Jour2Fête has taken on international sales for Rúnar Rúnarsson’s third feature Echo. He will present work-in-progress footage at Goteborg’s Nordic Film Market next week.

Screen can also exclusively unveil the first photo from the film above.

Through 59 scenes, Rúnarsson assembles a portrait of modern society, set in Iceland at Christmas time. Moments include “in the middle of the countryside, an abandoned farm is burning, in a school a children’s choir is singing Christmas carols, in a slaughterhouse, chicken are parading along a rail, in a museum, a woman is arguing on the phone, in a living room, a young girl is making her grandmother trying on her new virtual reality headset…”

Sarah Chazelle, Jour2Fête’s co-manager, said: “Which we believe [Echo] is Rúnar Rúnarsson’s most ambitious film so far. Both his visual and cinematic languages provide us with a rarely seen vision of our modern societies, tender and sharp. We are convinced it has the potential to become a cult film, like Koyaanisqatsi was in the ’80s.”

Live Rørnes Hide and Rúnarsson produce for Nimbus Iceland, alongside Lilja Osk Snorradottir of Pegasus Pictures. Nimbus’ Birgitte Hald serves as executive producer.

Runarsson’s past features are Volcano, which premiered in Cannes Directors’ Fortnight in 2011; and Sparrows, which won San Sebastian’s Golden Shell in 2015.

Runarsson shot Echo with a cast of non-professionals in December 2018. The film will be delivered later this year. For Echo, he is working with his usual collaborators DoP Sophia Olsson and editor Jacob Secher Schulsinger.

Backers include the Icelandic Film Centre, Nordisk Film & TV Fond, RUV, YLE, Jour2Fête, Switzerland’s Bord Cadre Films, Iceland’s tax rebate, Creative Europe/MEDIA, Media Rental, Nimbus Iceland and Pegasus Pictures.

Runarsson told Screen, “It is different from my previous films in the sense that it is a hybrid film, moving on the boundaries between fiction and documentary… We see people from all levels of society and situations that take place in different parts of Iceland.
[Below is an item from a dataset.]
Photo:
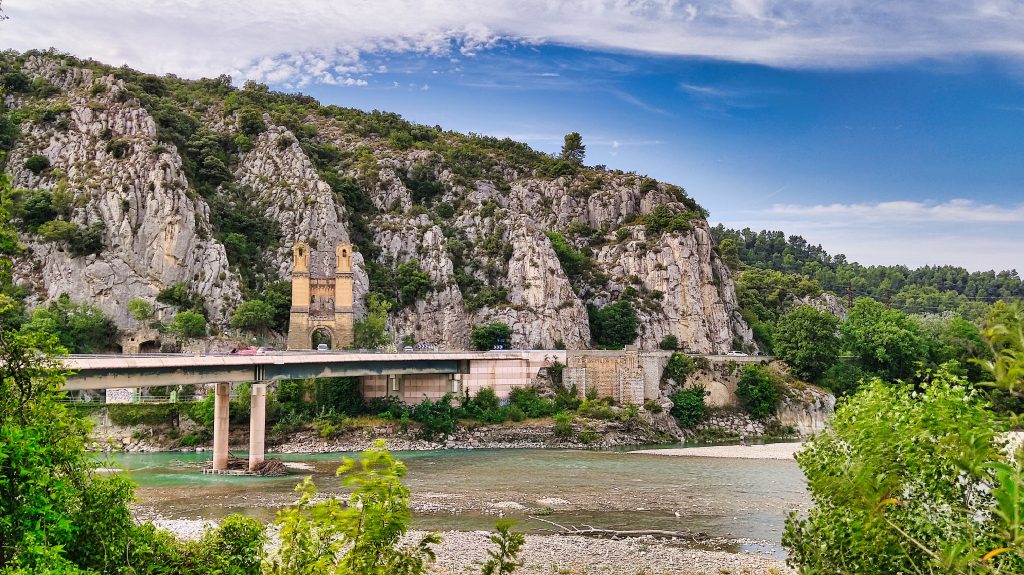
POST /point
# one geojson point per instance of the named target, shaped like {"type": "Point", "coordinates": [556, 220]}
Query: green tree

I have chosen these characters, situations and places to create a window into the diversity of life. Put into the Christmas season, which is an amplifier of emotions and co-human knowledge, it will enable the audience to decode and empathize with the fragments of life being portrayed.”

He continued, “By themselves, the scenes either tell a short story, capture a mood or an emotion, but together they form a whole. In a way, I would say that the narrative approach is like picking up stones on the beach. Each stone is special in its own way, but united and assembled, they will form into a mosaic picture, that will function as an echo from postmodern society.”